Vite uses web3, walletConnect reports an error

Because web3 runs in other environments (such as webpack, @vue/cli), they themselves will download some dependent packages, and vite deletes unnecessary packages, so it does not have Buffer global or process.env

If you want to run in the vite environment, the imported package should be changed to

import Web3 from 'web3/dist/web3.min.js'

Reference link: GitHub - ChainSafe/web3.js: Ethereum JavaScript API

You can configure vite.config.js to set the web3 alias to 'web3/dist/web3.min.js', so that you can directly import web3

=====================

The direction of the web3 library and the ethersjs library are the same

Compared with web3, the implementation of ethers is more suitable for beginners, and the demolition is more detailed

So I suggest you use the ethersjs library

ethers.js

What is ethers.js — ethers.js 3.0.0 documentation

web3.js

Introduction — Web3.py 5.29.2 documentation

 ================================

When using walletConnector, an error will be reported that global is not define

Refer to the official website, because walletConnetor still relies on many packages of the nodejs operating environment

This solution can also solve the error that web3 does not have globally

Download the package @esbuild-plugins/node-globals-polyfill

yarn add -D @esbuild-plugins/node-globals-polyfill

yarn add -D stream-browserify

yarn add -D crypto-browserify
// or download with npm

npm install -D @esbuild-plugins/node-globals-polyfill

npm install -D stream-browserify

npm install -D crypto-browserify

 Then configure it in vite.config.js

import { defineConfig } from 'vite'

import { NodeGlobalsPolyfillPlugin } from '@esbuild-plugins/node-globals-polyfill'

//if you're using a create-vite framework template, you can also 
//import the vite plugin for that specific framework and add it in vite.config.js
//for more support. 
//For example, for vite.js react-ts template, you need to:
//import react from '@vitejs/plugin-react'
// and then add plugins: [react()] below

export default defineConfig({
  resolve: {
    alias: {
      stream: "stream-browserify",
      crypto: 'crypto-browserify',
      assert: 'assert'
    },
  },
  optimizeDeps: {
    esbuildOptions: {
      // Node.js global to browser globalThis
      define: {
        global: "globalThis",
      },
      // Enable esbuild polyfill plugins
      plugins: [
        NodeGlobalsPolyfillPlugin({
          process: true,
          buffer: true,
        }),
      ],
    },
  },
});

reference

Core - Blocknative Documentation

Personally, I think this kind of configuration is still too troublesome, so we need to know why it needs the nodejs package, and what should we do if we encounter this kind of problem in the future? Do you read my articles every time?

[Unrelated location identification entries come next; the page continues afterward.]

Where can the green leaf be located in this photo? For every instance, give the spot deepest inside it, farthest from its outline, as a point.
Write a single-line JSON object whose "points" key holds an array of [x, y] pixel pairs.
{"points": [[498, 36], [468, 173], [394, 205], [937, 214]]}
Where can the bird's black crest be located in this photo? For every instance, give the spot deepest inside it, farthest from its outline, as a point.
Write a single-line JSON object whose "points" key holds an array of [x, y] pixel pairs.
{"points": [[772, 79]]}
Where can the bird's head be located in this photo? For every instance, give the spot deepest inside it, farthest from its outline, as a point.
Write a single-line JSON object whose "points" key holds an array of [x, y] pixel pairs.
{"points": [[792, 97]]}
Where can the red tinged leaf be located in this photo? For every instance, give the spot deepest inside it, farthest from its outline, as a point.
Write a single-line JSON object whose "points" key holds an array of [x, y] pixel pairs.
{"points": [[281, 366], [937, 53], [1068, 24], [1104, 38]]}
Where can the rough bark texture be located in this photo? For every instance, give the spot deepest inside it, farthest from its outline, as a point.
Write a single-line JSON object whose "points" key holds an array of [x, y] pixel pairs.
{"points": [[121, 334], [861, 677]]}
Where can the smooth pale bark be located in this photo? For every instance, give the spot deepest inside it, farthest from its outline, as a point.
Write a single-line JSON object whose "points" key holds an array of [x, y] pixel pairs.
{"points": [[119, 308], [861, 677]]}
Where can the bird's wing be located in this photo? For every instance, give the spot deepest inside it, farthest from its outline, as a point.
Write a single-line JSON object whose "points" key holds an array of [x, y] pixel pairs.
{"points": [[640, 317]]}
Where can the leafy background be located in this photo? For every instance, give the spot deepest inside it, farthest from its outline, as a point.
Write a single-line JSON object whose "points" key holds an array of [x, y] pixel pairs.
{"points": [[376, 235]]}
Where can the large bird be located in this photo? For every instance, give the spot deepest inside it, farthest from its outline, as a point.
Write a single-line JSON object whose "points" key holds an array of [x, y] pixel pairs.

Let's think about it carefully, why does the web front-end project need the nodejs package, isn't this funny?

Because the environment we usually develop is a runtime environment, it can be understood as an environment where various messy compilations will be performed during the running process

But in fact, what our web environment needs is very simple, which is the final .js file, because we can only run .js files

So we only need to check the final js module in their library, you can go directly to node_modules/xxx to find that .min.js is the compiled file it finally packaged (usually there will be, no more)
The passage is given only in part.